Very good question, that's exactly what I'm asking. That is the point of this thread. I do not feel satisfied with the answers we got yet, here on this thread, in the books and articles I found about the subject, in the discussions I have had with other people.

I'm starting to suspect we can't eliminate the possibility we are deluded when we have a special relationship with God. Not that we don't have an experience of course, what we feel is what we feel and there is no denying it, but we might be deluded about it being a relationship with God, not just a relationship with a god we made up, that do not really interact with us, that we just feels that way because of a delusion, like the woman who feels she is dead... and that's only two of the options, there are others to consider and eliminate, like being deceived by an evil demon, or by very advanced aliens, or by another god than the God of the bible, or by our own wishful thinking, or anything really.
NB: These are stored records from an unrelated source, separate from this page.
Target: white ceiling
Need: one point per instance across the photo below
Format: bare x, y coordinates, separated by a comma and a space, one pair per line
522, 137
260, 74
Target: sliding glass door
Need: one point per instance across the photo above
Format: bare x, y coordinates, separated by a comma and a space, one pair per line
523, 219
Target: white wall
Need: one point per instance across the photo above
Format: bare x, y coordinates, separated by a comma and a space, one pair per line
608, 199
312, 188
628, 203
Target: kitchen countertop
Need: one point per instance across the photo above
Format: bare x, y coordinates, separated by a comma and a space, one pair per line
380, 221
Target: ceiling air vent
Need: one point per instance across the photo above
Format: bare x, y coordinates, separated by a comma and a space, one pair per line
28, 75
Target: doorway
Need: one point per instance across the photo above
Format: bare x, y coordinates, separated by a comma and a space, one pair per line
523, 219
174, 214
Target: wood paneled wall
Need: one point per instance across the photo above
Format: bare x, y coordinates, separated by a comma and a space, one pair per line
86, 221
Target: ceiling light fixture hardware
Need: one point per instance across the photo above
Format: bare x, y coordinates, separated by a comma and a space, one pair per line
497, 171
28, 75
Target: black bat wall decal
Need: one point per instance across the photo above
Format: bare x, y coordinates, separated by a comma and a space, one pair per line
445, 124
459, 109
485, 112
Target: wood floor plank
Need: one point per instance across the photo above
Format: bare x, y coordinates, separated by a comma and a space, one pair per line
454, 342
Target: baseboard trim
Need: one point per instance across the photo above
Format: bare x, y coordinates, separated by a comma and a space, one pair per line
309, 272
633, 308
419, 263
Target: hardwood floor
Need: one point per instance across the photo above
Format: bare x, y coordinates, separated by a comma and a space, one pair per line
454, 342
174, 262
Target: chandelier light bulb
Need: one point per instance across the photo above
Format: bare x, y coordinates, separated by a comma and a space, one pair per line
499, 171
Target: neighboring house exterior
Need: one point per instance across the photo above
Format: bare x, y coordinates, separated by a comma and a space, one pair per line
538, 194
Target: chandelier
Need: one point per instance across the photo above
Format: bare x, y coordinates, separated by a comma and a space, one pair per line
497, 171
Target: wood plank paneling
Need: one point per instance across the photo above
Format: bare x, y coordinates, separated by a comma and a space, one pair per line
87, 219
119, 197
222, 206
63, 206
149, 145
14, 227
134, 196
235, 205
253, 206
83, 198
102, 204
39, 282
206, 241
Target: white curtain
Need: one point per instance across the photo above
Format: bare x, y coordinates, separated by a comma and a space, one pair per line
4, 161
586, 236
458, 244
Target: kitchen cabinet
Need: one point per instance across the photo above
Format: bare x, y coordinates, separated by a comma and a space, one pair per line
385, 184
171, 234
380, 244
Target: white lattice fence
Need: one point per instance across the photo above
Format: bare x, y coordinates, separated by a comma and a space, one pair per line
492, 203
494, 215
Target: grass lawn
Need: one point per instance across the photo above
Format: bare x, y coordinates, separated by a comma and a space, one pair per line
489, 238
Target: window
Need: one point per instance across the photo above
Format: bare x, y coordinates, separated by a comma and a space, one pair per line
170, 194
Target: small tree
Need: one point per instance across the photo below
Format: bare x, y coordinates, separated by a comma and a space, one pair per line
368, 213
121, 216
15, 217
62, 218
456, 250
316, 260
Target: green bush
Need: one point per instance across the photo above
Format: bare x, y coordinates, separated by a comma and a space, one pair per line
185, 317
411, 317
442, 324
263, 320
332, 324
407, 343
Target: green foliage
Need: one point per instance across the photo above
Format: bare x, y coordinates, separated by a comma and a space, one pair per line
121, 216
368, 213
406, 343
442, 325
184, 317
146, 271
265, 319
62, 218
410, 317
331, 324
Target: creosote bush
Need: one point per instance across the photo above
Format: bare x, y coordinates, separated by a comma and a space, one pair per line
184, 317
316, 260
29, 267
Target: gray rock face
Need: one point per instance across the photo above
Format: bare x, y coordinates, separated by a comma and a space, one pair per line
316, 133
What do we have to show conclusively that what christians say they feel is actually a relationship with the God of the bible? We only have our conviction it is true, and on the face of it, it is not enough, we could be wrong about it.

So if you got an answer that you find convincing and conclusive, by all means share it. I hope you see it is important.
And, don't take it personal, it is not just you. It is a concern for believers in general.

The point is, of course, that if we can't answer those questions, eliminate possible alternatives, then certainty is not warranted. We have to admit that the possibility exists that we are wrong about christianity, just like the nonbelievers say.

So many christians affirm, assert, appear absolutely certain about being filled by the Holy Spirit, about having a personal relationship with God, yet do not seem to have eliminated the possibilities they could be wrong. As I don't understand how they can do that with intellectual integrity, I'm trying to figure it out.